Led by declines in production related indicators, the Chicago Fed National Activity Index or CFNAI decreased to +0.02 in December from +0.27 in November.
The index’s 3 month moving average, CFNAI-MA3 edged up from -0.13 in November to -0.11 in December, its tenth consecutive reading below zero which suggests that growth in national economic activity was below its historical trend.
What does this mean?
When the CFNAI-MA3 value moves below -0.70 following a period of economic expansion, there is an increasing likelihood that a recession has begun, we have not touched or gone below -0.70 since the crash of 2008. Conversely, when the CFNAI-MA3 value moves above -0.70 following a period of economic contraction, there is an increasing likelihood that a recession has ended, which occurred around April/May of 2009. Looking at the chart, we came very close to the index’s forecast of likely recession this past fall….close-but no banana. Thankfully.
This week’s Advocacy News Report on North American Manufacturing published by the Metals Service Center Institute
A recent survey by the Job Creators Alliance found 70 percent of small business owners “believe that Washington’s policies have become more hostile toward free enterprise in recent years.” Health care regulations-including employer mandates-stemming from the 2010 Affordable Care Act are certainly one possible reason behind that sentiment. According to the Wall Street Journal, small businesses have already taken the new rules into account for their 2013 operations. Why? “Even though the rule doesn’t go into effect until early 2014, a business could be subject to the so-called employer mandate if, during 2013, it averages 50 or more full time employees (defined as those working 30 hours per week or more).”

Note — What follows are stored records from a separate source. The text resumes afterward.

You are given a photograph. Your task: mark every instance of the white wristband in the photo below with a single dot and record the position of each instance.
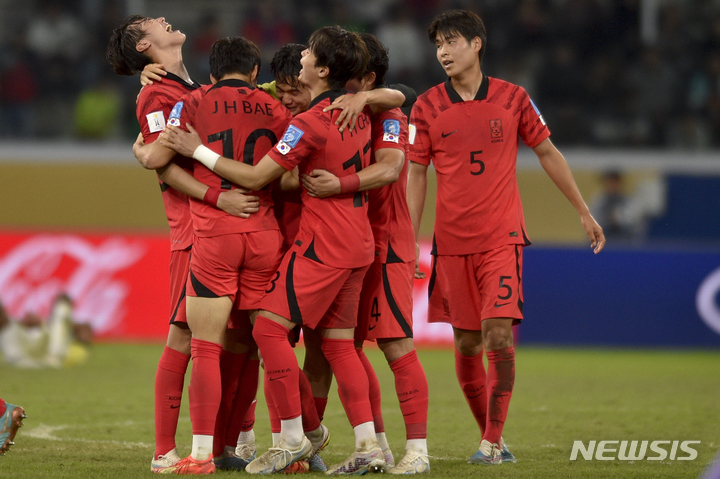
(206, 156)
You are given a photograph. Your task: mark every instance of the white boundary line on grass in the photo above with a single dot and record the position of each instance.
(48, 433)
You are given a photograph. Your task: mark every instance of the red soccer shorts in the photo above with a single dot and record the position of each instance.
(179, 269)
(464, 290)
(385, 310)
(235, 265)
(310, 293)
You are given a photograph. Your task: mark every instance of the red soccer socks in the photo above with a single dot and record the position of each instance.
(169, 381)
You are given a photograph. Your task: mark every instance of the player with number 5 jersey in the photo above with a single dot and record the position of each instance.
(469, 127)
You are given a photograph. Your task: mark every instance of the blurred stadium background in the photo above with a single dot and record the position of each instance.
(629, 88)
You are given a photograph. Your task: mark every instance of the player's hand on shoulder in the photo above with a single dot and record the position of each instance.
(151, 73)
(237, 202)
(321, 184)
(351, 106)
(594, 232)
(418, 274)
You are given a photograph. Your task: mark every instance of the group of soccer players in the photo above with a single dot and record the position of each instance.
(251, 263)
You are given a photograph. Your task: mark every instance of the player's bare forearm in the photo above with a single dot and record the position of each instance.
(559, 172)
(251, 177)
(386, 169)
(416, 191)
(290, 180)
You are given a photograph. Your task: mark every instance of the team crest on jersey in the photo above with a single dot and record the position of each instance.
(391, 131)
(542, 120)
(174, 119)
(496, 134)
(156, 121)
(290, 139)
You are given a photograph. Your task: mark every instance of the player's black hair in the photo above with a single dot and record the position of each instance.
(343, 52)
(379, 61)
(285, 65)
(121, 52)
(459, 22)
(233, 55)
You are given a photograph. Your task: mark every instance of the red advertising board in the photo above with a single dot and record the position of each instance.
(119, 282)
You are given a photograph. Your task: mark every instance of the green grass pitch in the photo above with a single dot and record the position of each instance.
(96, 420)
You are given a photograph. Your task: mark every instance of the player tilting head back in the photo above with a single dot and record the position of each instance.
(285, 67)
(469, 127)
(136, 43)
(319, 279)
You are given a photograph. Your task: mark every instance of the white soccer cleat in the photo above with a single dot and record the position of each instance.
(389, 459)
(246, 451)
(279, 457)
(367, 458)
(413, 462)
(488, 454)
(165, 461)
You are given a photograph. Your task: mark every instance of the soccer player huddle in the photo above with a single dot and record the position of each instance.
(296, 205)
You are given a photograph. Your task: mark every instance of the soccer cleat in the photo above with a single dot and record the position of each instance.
(316, 464)
(189, 467)
(413, 462)
(10, 422)
(488, 454)
(322, 442)
(367, 458)
(229, 461)
(247, 451)
(166, 460)
(279, 457)
(389, 459)
(505, 452)
(298, 467)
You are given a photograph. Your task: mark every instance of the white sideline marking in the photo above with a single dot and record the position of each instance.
(48, 433)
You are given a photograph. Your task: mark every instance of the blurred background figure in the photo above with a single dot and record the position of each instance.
(32, 343)
(624, 216)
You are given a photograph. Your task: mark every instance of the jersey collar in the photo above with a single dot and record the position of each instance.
(192, 84)
(232, 82)
(480, 95)
(332, 94)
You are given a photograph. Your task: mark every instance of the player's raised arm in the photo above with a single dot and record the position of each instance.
(252, 177)
(386, 169)
(554, 164)
(378, 99)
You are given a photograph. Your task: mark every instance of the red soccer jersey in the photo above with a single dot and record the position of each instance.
(239, 122)
(153, 107)
(334, 230)
(473, 146)
(387, 206)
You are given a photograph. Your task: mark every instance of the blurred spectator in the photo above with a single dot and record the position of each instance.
(18, 88)
(625, 217)
(33, 343)
(406, 46)
(55, 37)
(98, 110)
(209, 31)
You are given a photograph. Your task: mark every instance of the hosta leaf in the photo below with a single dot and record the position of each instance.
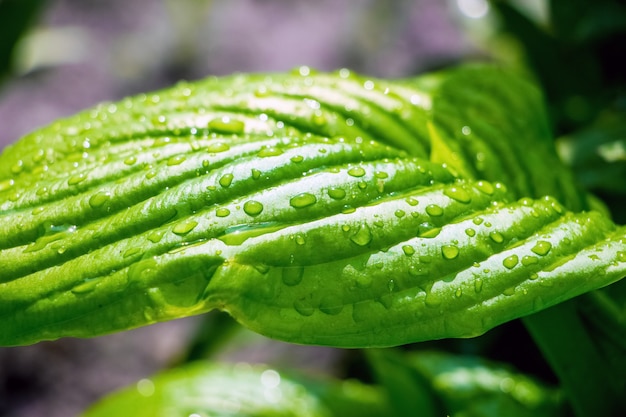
(211, 389)
(325, 209)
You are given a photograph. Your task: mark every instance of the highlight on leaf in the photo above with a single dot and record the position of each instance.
(327, 209)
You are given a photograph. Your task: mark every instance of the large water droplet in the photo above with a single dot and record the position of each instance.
(185, 227)
(292, 275)
(226, 124)
(458, 194)
(496, 237)
(450, 251)
(336, 193)
(252, 208)
(510, 262)
(356, 172)
(363, 236)
(434, 210)
(222, 212)
(226, 180)
(542, 248)
(331, 305)
(302, 200)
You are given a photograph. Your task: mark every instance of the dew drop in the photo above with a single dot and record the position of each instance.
(496, 237)
(458, 194)
(131, 160)
(408, 250)
(267, 152)
(222, 212)
(303, 307)
(76, 179)
(510, 262)
(302, 200)
(434, 210)
(356, 172)
(252, 208)
(336, 193)
(450, 251)
(225, 124)
(485, 187)
(363, 236)
(292, 275)
(184, 227)
(542, 248)
(529, 260)
(99, 199)
(331, 305)
(156, 236)
(217, 147)
(226, 180)
(176, 160)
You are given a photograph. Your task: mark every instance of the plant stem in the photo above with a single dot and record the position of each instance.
(570, 350)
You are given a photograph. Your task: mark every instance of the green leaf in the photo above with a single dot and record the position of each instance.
(205, 388)
(472, 386)
(313, 209)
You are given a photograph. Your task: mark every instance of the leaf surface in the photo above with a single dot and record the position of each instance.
(326, 209)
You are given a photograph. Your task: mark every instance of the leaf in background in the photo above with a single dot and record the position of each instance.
(243, 390)
(304, 205)
(471, 386)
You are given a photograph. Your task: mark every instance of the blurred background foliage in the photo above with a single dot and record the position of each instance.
(60, 56)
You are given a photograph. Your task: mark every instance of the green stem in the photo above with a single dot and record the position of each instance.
(570, 350)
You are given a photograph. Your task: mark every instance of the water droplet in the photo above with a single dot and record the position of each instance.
(542, 248)
(529, 260)
(336, 193)
(76, 179)
(252, 208)
(156, 236)
(217, 147)
(184, 227)
(363, 236)
(434, 210)
(356, 172)
(86, 287)
(99, 199)
(222, 212)
(267, 152)
(176, 160)
(458, 194)
(510, 262)
(131, 160)
(450, 251)
(496, 237)
(292, 275)
(226, 180)
(331, 305)
(225, 124)
(485, 187)
(303, 307)
(302, 200)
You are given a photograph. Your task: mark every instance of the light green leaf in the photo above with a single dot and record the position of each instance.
(243, 390)
(308, 207)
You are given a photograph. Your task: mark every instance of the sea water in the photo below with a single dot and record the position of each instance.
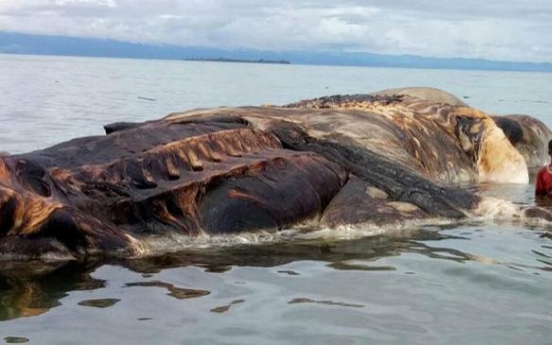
(475, 283)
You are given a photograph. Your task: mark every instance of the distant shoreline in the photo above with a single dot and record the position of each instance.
(277, 62)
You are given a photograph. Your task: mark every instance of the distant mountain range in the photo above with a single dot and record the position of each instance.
(17, 43)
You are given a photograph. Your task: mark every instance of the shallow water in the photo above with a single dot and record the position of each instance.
(477, 283)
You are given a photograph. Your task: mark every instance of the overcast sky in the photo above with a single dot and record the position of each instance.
(516, 30)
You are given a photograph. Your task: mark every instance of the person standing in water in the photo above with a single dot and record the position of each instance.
(543, 182)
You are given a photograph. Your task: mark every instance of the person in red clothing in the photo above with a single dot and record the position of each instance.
(543, 182)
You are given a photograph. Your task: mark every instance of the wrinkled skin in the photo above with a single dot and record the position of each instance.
(396, 158)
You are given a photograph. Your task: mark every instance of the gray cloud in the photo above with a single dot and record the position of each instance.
(516, 30)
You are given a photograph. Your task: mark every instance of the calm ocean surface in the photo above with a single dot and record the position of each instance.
(471, 284)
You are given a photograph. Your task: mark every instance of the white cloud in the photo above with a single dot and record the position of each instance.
(495, 29)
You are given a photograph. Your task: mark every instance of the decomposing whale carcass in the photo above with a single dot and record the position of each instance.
(382, 159)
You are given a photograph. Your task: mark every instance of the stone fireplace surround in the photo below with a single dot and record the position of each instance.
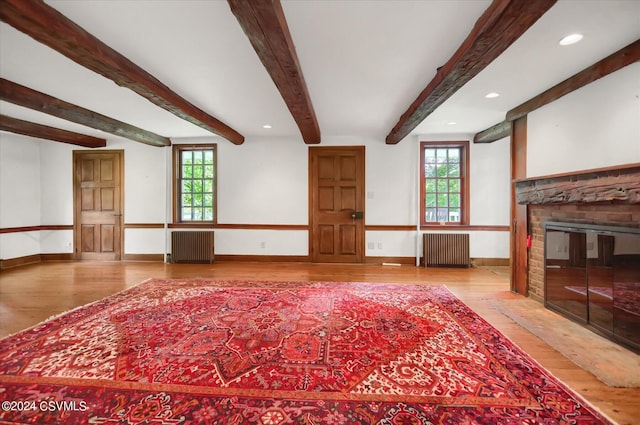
(609, 197)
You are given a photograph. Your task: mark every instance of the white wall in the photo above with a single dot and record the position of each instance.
(19, 194)
(263, 181)
(596, 126)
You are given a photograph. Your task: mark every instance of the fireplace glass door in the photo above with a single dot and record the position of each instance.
(566, 272)
(592, 275)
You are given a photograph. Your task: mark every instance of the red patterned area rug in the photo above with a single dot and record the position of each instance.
(230, 352)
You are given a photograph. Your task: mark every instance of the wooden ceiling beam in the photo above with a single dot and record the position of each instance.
(50, 27)
(264, 23)
(493, 133)
(500, 25)
(32, 99)
(26, 128)
(612, 63)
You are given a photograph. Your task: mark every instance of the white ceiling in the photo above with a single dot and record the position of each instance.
(364, 62)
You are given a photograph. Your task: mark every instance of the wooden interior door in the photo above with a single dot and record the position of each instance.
(98, 205)
(337, 198)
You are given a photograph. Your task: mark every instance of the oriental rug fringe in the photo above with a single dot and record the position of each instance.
(258, 352)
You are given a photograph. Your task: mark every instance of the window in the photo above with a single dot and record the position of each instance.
(444, 183)
(195, 183)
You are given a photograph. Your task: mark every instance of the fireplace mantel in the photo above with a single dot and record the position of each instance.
(619, 184)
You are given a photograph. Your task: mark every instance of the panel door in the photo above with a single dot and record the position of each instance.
(98, 205)
(337, 204)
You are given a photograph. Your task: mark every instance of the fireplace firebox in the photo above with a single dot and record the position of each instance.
(592, 276)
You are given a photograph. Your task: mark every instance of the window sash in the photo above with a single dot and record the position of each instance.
(195, 183)
(444, 196)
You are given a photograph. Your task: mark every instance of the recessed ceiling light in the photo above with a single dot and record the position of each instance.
(570, 39)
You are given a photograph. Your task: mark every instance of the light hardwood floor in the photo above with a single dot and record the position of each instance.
(31, 294)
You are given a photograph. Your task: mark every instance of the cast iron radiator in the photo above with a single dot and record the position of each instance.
(192, 247)
(446, 249)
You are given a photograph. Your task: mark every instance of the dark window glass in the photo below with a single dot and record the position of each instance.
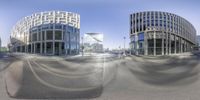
(58, 35)
(49, 35)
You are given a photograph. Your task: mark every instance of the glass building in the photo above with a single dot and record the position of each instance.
(160, 33)
(49, 33)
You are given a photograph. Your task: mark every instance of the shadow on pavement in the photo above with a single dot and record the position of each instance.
(22, 84)
(175, 71)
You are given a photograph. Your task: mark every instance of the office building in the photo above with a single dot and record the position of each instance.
(49, 33)
(160, 33)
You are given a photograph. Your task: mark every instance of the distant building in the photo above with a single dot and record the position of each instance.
(49, 33)
(160, 33)
(0, 44)
(93, 42)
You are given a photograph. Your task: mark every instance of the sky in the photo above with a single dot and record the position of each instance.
(110, 17)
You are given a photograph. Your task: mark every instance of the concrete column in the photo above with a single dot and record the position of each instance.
(53, 41)
(34, 48)
(162, 43)
(166, 48)
(136, 42)
(181, 46)
(154, 43)
(170, 43)
(45, 43)
(45, 48)
(175, 44)
(31, 47)
(59, 46)
(145, 44)
(41, 47)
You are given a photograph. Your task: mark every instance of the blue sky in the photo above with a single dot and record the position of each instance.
(110, 17)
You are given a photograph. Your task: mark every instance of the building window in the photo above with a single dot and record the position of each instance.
(58, 35)
(49, 35)
(34, 38)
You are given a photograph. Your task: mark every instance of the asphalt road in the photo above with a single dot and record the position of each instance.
(102, 77)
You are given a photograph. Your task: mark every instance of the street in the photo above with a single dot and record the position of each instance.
(104, 77)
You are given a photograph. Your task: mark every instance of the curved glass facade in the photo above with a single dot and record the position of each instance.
(160, 33)
(50, 33)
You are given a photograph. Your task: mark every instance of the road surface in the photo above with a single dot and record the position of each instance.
(108, 77)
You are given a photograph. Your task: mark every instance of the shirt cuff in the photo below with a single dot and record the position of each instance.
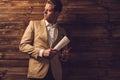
(41, 52)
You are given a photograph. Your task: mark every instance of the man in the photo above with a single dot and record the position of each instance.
(38, 41)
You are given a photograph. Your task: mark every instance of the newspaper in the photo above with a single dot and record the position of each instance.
(63, 42)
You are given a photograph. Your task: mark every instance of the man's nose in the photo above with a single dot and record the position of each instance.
(45, 12)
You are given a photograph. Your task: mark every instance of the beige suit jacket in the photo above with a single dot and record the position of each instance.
(34, 39)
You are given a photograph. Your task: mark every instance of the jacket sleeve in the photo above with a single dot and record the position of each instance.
(26, 44)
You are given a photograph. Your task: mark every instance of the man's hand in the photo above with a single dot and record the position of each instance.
(65, 54)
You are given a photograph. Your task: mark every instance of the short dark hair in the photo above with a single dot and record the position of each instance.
(57, 3)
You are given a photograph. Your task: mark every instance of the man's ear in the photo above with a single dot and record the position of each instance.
(57, 14)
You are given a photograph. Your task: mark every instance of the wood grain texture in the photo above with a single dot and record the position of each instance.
(94, 29)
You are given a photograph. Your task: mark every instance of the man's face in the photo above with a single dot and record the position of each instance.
(49, 14)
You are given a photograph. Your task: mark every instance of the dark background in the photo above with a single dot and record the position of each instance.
(94, 26)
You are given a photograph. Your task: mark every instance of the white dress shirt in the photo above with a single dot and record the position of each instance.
(52, 31)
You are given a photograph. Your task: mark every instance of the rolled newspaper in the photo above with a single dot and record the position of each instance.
(63, 42)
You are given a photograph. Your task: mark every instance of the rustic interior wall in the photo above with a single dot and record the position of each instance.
(94, 27)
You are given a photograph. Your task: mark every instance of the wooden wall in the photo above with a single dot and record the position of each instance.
(94, 26)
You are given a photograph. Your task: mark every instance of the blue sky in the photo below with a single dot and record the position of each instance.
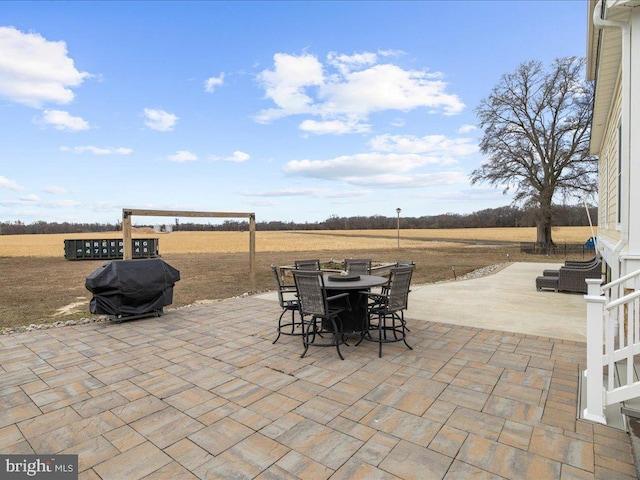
(296, 111)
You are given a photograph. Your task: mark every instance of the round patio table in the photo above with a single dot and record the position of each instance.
(354, 319)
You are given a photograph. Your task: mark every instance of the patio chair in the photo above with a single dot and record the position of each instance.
(572, 279)
(288, 298)
(358, 266)
(389, 308)
(574, 264)
(307, 264)
(323, 313)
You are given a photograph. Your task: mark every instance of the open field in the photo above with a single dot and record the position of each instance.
(43, 287)
(292, 241)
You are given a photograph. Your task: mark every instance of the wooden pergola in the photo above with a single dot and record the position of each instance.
(127, 213)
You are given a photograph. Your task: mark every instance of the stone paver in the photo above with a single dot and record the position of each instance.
(201, 392)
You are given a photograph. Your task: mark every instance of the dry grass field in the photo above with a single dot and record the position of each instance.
(38, 285)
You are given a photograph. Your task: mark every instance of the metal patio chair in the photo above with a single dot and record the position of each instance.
(385, 318)
(321, 311)
(288, 298)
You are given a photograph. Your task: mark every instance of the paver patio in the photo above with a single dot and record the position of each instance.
(201, 392)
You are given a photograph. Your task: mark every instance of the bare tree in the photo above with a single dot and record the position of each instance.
(536, 137)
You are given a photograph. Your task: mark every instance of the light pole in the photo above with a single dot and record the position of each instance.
(398, 210)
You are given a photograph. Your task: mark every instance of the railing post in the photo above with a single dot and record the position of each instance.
(595, 340)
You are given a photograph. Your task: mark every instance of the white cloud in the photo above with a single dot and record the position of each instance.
(238, 157)
(182, 156)
(348, 88)
(211, 83)
(307, 192)
(362, 164)
(346, 63)
(35, 70)
(400, 161)
(286, 85)
(431, 144)
(157, 119)
(335, 127)
(467, 129)
(419, 180)
(54, 190)
(61, 120)
(10, 184)
(98, 150)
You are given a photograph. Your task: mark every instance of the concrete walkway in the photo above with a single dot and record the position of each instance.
(506, 300)
(203, 393)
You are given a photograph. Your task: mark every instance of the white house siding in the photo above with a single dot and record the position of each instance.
(608, 173)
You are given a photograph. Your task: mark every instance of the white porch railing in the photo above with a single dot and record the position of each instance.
(613, 338)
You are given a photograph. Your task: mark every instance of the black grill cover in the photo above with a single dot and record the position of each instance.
(131, 287)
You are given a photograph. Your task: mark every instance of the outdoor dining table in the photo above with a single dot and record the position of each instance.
(354, 319)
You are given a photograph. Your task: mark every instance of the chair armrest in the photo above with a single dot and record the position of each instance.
(335, 297)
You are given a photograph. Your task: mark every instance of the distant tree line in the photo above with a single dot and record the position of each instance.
(509, 216)
(20, 228)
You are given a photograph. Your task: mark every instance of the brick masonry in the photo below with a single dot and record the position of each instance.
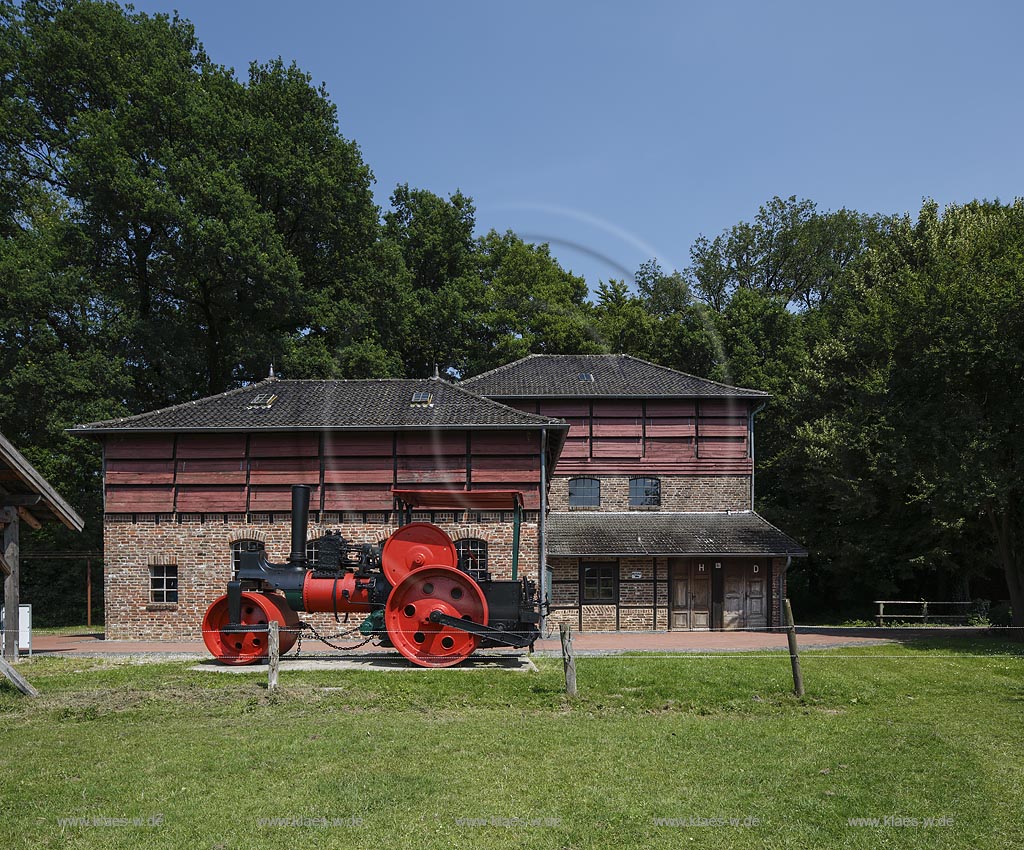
(200, 547)
(679, 493)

Thursday the Conference Board (www.conference-board.org) released its Leading Economic Index which rose 0.5 percent for the United States, to 93.9 following no change in November and a 0.3 percent increase in October.
Says Ataman Ozyildirim, economist at the Conference Board: “the U.S. LEI rose sharply in December, led by a large improvement in initial claims for unemployment insurance….The increase in the LEI brought the 6 month growth rate well above zero, with roughly two-thirds of the components rising in the last 6 months. However, consumer expectations and manufacturers’ new orders remain weak.”
Says Ken Goldstein, economist at the Conference Board: “The latest data suggest that a pickup in domestic growth is now more likely compared to a few months ago. Housing, which has long been a drag, has turned into a positive for growth and will help improve consumer balance sheets and strengthen consumption, however, for growth to gain more traction we also need to see better performance on new orders and acceleration in capital spending.”
This is all encouraging news except for the last statement by Mr. Goldstein regarding new orders and capital spending. Yes, we absolutely need to see healthy new orders growth and increases in capital spending (we are nothing without them) but higher taxes on business (and individuals), the upcoming burdens of the Affordable Care Act, the likelihood of continued overspending and more tax increases by the Federal government, the probable consequences of those actions. These, plus an anti-business climate in Washington and a myriad of other problems are what is stifling American business, which also affects the rest of the globe.
We all see the stock market making new highs; we all see the housing market finally recovering and a healthy automotive, truck and light truck manufacturing sector. So why does the business climate seem sluggish despite the positive news? I believe it stems from the issues outlined in the previous paragraph. However, on a bright note, in spite of and through all of the negatives, the U.S. economy continues to show growth. What an amazing engine for prosperity it is, especially when the free market system is allowed to operate as a free market system.